Other scores under 15 include:
The 1997 Bulls (11) - Jordan’s time away from basketball and MVP voters well-documented “Jordan Fatigue” likely artificially lowered this number.
The 2000 Lakers (14) - The coming out year for Kobe Bryant, who would finish top 5 in MVP voting in all but one of the subsequent seasons, until winning the title in 2009.
The 2008 Celtics (12) - The Celtics Big Three season. Garnet would return to form and come in 3rd in MVP voting that year. Pierce, Allen, and Rondo—Garnet’s supporting cast—would ultimately total 9 MVP vote-getting seasons.
The 2014 Spurs (14) - Like the ‘08 Celtics, the Spurs roster was full of MVP vote-getters: including Tim Duncan (MVP in ‘02, ‘03), Tony Parker, Manu Ginobli, and emerging star Kawhi Leonard.

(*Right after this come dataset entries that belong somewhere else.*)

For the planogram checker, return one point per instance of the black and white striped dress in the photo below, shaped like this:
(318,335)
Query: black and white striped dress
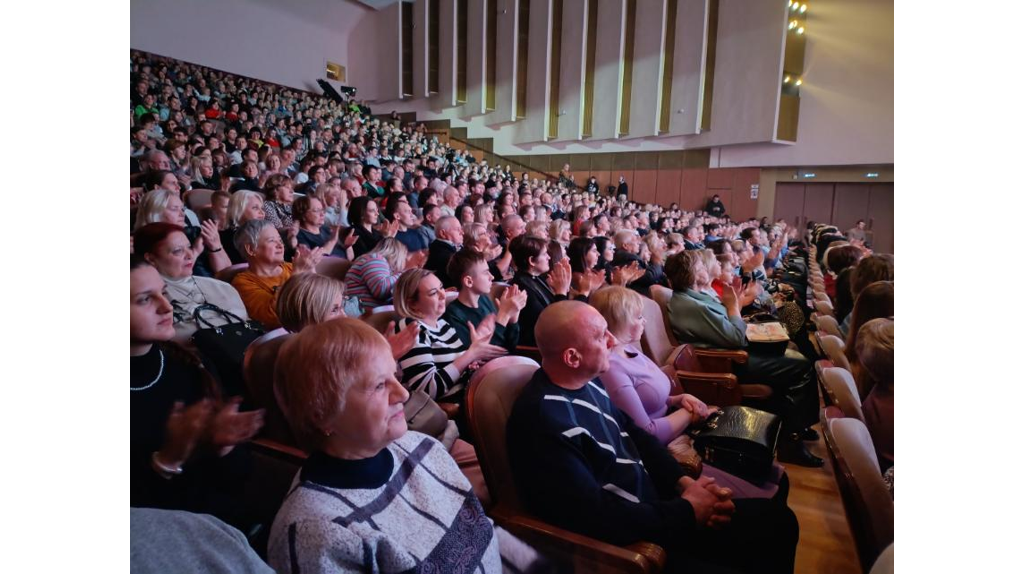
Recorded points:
(428,365)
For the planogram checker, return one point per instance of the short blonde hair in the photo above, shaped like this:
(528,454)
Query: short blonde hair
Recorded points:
(314,370)
(876,350)
(407,292)
(237,206)
(555,229)
(305,300)
(151,209)
(617,305)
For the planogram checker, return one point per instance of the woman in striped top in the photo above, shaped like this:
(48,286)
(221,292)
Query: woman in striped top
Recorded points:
(373,275)
(439,363)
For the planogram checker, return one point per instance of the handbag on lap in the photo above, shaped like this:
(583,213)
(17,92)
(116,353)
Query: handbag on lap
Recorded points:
(224,347)
(739,440)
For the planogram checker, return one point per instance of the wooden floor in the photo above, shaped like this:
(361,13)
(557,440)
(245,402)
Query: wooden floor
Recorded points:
(825,543)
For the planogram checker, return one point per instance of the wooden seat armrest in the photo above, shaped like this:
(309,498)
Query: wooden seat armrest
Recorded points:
(721,389)
(279,450)
(450,408)
(586,554)
(527,351)
(733,355)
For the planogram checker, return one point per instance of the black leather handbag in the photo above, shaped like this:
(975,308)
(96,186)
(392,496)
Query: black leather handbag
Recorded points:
(739,440)
(223,347)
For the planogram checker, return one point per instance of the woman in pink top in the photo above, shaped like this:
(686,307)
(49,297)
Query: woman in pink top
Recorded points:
(640,389)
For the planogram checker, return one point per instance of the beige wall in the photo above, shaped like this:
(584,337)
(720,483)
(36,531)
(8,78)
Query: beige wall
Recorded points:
(840,174)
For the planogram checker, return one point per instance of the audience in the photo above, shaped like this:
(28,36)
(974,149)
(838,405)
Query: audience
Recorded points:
(439,363)
(166,248)
(580,464)
(705,320)
(202,129)
(373,496)
(183,433)
(875,352)
(267,270)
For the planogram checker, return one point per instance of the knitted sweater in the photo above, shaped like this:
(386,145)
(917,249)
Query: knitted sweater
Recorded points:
(409,509)
(370,278)
(260,294)
(580,464)
(459,316)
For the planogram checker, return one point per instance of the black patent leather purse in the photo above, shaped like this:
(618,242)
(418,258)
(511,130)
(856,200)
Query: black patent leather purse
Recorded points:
(224,346)
(738,440)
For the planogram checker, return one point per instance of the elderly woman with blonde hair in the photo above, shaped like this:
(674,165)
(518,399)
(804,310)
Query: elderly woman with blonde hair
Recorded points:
(373,495)
(439,363)
(642,390)
(244,206)
(373,275)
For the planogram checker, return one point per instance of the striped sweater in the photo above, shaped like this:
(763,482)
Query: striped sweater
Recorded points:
(370,278)
(407,510)
(428,366)
(579,462)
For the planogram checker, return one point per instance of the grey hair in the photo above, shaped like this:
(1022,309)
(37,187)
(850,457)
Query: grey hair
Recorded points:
(248,235)
(445,222)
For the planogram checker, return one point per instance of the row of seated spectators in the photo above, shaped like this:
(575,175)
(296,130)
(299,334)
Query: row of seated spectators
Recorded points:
(259,184)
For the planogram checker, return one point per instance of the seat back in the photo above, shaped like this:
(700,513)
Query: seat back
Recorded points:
(662,295)
(823,307)
(198,199)
(868,505)
(257,371)
(841,387)
(834,348)
(488,404)
(380,320)
(654,340)
(334,267)
(497,290)
(827,324)
(228,273)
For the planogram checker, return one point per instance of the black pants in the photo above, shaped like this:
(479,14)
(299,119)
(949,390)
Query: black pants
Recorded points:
(761,538)
(795,392)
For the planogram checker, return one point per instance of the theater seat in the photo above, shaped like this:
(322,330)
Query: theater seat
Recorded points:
(826,324)
(834,349)
(865,497)
(842,390)
(334,267)
(488,403)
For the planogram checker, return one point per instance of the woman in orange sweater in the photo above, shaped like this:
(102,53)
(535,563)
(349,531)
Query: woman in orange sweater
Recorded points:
(260,243)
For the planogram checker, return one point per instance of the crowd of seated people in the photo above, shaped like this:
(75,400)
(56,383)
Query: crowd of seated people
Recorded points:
(259,185)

The 2022 Warriors (14) - two-time MVP Steph Curry (‘15, ‘16) shoots the lights out of young, starless Boston Celtics team.
Manalytics and Forecasting the ‘24 Championship
Which brings us to the present day. What does the Manalytics Score tell us about the upcoming NBA season? Using 10 points as our threshold, there are six teams we should believe have a shot at an NBA title: Milwaukee (33), Denver (29), Philly (28), Dallas (14), Golden State (13), and Boston (12).
Milwaukee has won the title in the past with a similar roster and ‘19, ‘20 MVP Giannis Antetokounmpo can be the best player in an NBA playoff series. Denver is the reigning NBA champ, led by ‘21, ‘22 MVP Nikola Jokic and looked neigh-invincible on their way to victory this year, dropping only one game in the final two series against the Lakers and Heat. ‘23 MVP Joel Embiid’s team has to figure out the James Harden situation, but the 76ers could be dangerous if Philly can get pieces back in return.
Dallas, Golden State, and Boston are all threatening, with clear paths to a title. All three have added talent (Kyrie Irving, Chris Paul, Kristaps Porzingis) to supplement their stars. And all three will need to hope their leader—Doncic, Curry, Tatum—can get to another level to push them over the top.
Always tell me the odds…
Based on the latest odds at Fan Duel, you can get those 6 teams to win the finals at approximately -200. A $100 bet spread across those six teams will win $50 if any of them hit.